A Sense of Relatedness

It is important for people to feel connected to others – a sense of belonging.

  • Our residents have yearly retreats for community building, an annual softball game, a summer barbecue, and a fall wine tasting for residents and mentors.
  • We also have social events for the whole department that are coordinated with our Wellness Committee. These include wine tasting, apple picking, an annual dance, and more.
  • We even have a yearly outing for the anesthesia and surgical residents together, to build community “across the drapes.”

Elective NOS – an active role in customizing your educational experience

In addition to elective months, residents get a number of days throughout residency (called “Elective NOS” days) where they can select the learning experiences that best fit their needs.

CA1s can pick any OR or non-MOR anesthetizing site where an attending is scheduled to work alone. They then get dedicated one-on-one teaching with that attending with the location and cases they picked!
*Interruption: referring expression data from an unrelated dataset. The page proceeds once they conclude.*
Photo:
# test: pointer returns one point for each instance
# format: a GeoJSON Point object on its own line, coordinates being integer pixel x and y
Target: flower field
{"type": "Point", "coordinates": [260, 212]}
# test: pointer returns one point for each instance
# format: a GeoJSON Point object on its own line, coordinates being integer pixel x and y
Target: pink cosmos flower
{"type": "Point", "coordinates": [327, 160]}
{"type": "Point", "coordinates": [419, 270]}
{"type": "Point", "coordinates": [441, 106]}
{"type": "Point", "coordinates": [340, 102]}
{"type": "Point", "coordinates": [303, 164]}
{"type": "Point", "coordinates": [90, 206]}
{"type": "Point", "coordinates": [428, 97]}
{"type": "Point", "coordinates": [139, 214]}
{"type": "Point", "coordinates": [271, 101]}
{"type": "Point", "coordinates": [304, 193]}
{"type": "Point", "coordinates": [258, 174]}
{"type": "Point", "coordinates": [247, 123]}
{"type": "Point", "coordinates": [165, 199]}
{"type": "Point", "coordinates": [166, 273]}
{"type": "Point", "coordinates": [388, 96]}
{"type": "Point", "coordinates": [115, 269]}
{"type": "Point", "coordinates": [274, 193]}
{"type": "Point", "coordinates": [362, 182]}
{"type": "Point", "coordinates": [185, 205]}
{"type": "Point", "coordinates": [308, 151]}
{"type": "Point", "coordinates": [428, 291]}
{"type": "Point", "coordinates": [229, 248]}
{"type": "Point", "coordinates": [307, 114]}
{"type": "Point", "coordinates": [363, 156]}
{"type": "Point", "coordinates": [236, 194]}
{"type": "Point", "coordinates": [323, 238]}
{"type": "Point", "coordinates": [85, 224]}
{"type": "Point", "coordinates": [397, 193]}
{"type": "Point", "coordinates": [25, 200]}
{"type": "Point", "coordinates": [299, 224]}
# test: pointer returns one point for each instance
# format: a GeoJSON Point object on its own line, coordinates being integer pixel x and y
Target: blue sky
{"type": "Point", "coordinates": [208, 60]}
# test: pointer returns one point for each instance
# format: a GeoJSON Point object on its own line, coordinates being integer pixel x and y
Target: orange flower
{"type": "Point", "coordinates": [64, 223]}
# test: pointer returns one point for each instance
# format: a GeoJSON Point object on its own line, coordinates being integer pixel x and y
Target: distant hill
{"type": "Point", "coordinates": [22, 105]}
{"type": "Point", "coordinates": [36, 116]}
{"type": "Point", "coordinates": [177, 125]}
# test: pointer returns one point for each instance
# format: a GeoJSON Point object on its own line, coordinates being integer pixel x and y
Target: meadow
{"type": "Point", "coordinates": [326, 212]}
CA2s and CA3s can pick from a number of other options including a day doing awake bronchoscopy in the internventional pulmonology clinic, a day performing root-cause analysis on an actual OR case, an administrations/operations day with our Associate Director of Perioperative Services, a day with the cardiopulmonary perfusionists, and more.

“[Elective NOS] gives dedicated and extensive attending teaching time, direct observation of my technical skills and decision-making with immediate feedback.”
CA1 Resident

“I made the best of a day without many [awake] bronchs — [attending] gave me a talk on trachs and we spent time with the simulator. Very useful overlap with anesthesia and a valuable day for residents.
CA2 Resident

Learned about QA processes and how to perform RCA. Helpful to discuss steps of completing RCA and creation of fishbone diagrams. Also just helpful to be able to discuss RCA, just culture, peer support.”